A class dimension to the Völkerwanderung is something that I think might be important, because I recall reading archaeologists noting how robust and tall the Lombards who entered Italy in the 6th and 7th centuries were on average. In the work I had read this was interpreted naturally as an ethnic difference, as the Germans were a larger folk than the local proto-Italians. But if there was this class bias in migration then the size difference has a more natural explanation: the malnourished majority of the German population never emigrated, rather, it was the hale and robust warrior elite who show up in post-Roman states. But there’s a bigger issue here, and that’s the point that pre-modern elites viewed wealth through their own lenses as rentier thugs. In The Fall of Rome: And the End of Civilization Bryan Ward-Perkins emphasizes that the collapse of the Roman Empire did result in a social and economic regress. The data from Britain for example shows that air pollution because of industrial economic activity (broadly construed) did not reach the levels of the Roman period until the 18th century! In Empires and Barbarians the author also agrees that the Roman Empire was wealthier than the barbarian lands to their north and east, and in particular that the German dominated Jastrow and post-Jastrow societies practiced an extensive form of low productivity (per unit of land) agriculture which made their conquest economically a losing proposition for the Roman Empire. And naturally the relatively low per unit economic productivity of the German heartland resulted in fewer rents for its local elite.
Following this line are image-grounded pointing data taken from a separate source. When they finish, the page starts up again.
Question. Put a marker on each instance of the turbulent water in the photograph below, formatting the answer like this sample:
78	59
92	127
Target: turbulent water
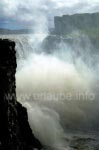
60	90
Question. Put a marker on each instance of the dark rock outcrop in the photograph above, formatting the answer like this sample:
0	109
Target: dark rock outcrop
68	23
15	132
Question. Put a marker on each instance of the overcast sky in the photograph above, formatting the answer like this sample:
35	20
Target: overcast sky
26	13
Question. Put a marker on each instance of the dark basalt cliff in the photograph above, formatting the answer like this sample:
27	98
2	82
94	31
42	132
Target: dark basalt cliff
85	22
15	132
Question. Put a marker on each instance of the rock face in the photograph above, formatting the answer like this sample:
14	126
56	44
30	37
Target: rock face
15	132
85	22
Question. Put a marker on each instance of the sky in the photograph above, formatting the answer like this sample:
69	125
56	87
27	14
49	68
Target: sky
17	14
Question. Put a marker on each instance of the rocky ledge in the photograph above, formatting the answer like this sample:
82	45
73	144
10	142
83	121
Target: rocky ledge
15	131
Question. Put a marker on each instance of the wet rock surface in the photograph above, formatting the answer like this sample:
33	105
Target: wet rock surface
15	132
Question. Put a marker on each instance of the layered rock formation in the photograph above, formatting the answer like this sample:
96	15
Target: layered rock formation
15	132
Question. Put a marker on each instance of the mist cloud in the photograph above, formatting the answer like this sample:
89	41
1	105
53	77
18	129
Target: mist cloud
27	11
And yet set against this we have the arguments in works such as A Farewell to Alms which assume as a default model that the median human in all societies from the emergence of humanity until 1800 was poor. Caught in the “Malthusian trap,” whereby gains in productivity were always swallowed up by population increase. This perspective gains some support from Contours of the World Economy 1-2030 AD. Before 1800 the differences in median wealth across regions is marginal, with the largest gaps being 50%, and 10-20% more typical. From our modern perspective everyone was caught in the Malthusian trap, on average, though some were marginally more well off than others.
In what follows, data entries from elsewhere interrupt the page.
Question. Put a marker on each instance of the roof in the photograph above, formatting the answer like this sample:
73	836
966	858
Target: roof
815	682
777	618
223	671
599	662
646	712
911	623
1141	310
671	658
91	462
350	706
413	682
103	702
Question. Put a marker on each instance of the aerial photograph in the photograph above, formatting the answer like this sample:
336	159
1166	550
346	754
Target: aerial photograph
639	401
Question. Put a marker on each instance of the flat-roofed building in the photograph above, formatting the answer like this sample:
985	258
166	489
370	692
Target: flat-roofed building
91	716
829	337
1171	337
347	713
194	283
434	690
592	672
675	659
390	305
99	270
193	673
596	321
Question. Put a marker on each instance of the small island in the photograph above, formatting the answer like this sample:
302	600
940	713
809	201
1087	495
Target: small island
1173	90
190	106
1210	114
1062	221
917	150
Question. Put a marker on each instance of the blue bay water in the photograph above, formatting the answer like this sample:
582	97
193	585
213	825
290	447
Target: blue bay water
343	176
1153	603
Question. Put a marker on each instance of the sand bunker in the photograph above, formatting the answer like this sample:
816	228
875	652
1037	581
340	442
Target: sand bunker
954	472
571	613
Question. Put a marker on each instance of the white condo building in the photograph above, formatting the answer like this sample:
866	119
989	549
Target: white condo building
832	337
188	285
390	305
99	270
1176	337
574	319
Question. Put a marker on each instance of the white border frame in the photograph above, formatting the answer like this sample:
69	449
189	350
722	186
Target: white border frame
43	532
But it isn’t the average difference which matters, it is the aggregate whereby you calculate total wealth in a political order. By that measure, even if the Roman peasant was no more well off (or even less well off!) than the average peasant on the Baltic, the high population density of the Roman political order was extremely beneficial to any rentier elite seeking to capture or extract surplus productivity from these teeming masses. In a pre-modern political order poverty may have been a permanent feature of the lives of most, but the configuration and implementation of subsistence and the distribution and flow of goods above subsistence were of the essence. It is much easier for men with swords to steal from densely settled agriculturalists than nomads or slash & burn cultivators. The Roman peasant may not have been wealthier than the German peasant, but the Roman aristocrat of the 4th century lived a life of glamorous opulence in relation to the German warlord. Similarly, the Chinese peasant may not have been wealthier than the cultivators who lived beyond the frontier in 16th century Manchuria, but the Manchu dynasty fell into orders of magnitude more wealth after they toppled the Ming because they captured the much richer flow of rents.

The narrative of Empires and Barbarians is much denser than the above, and the analytical framework more sophisticated. But I think it is critical to emphasize why ancient barbarian elites were so keen on conquering civilized states, and why there seems to have been less mass migration of the peasantry. In the modern world when we think of differences between societies in regards to wealth, complexity or glory, we consider the median man on the street. This would tell us little for most of human history, rather, we would have to focus on the top 10% to truly get a sense of the difference, and in particular the top 1%. To a great extent civilization has been a racket which operates to the benefit of the tiny elite by making rent-seeking much more efficient.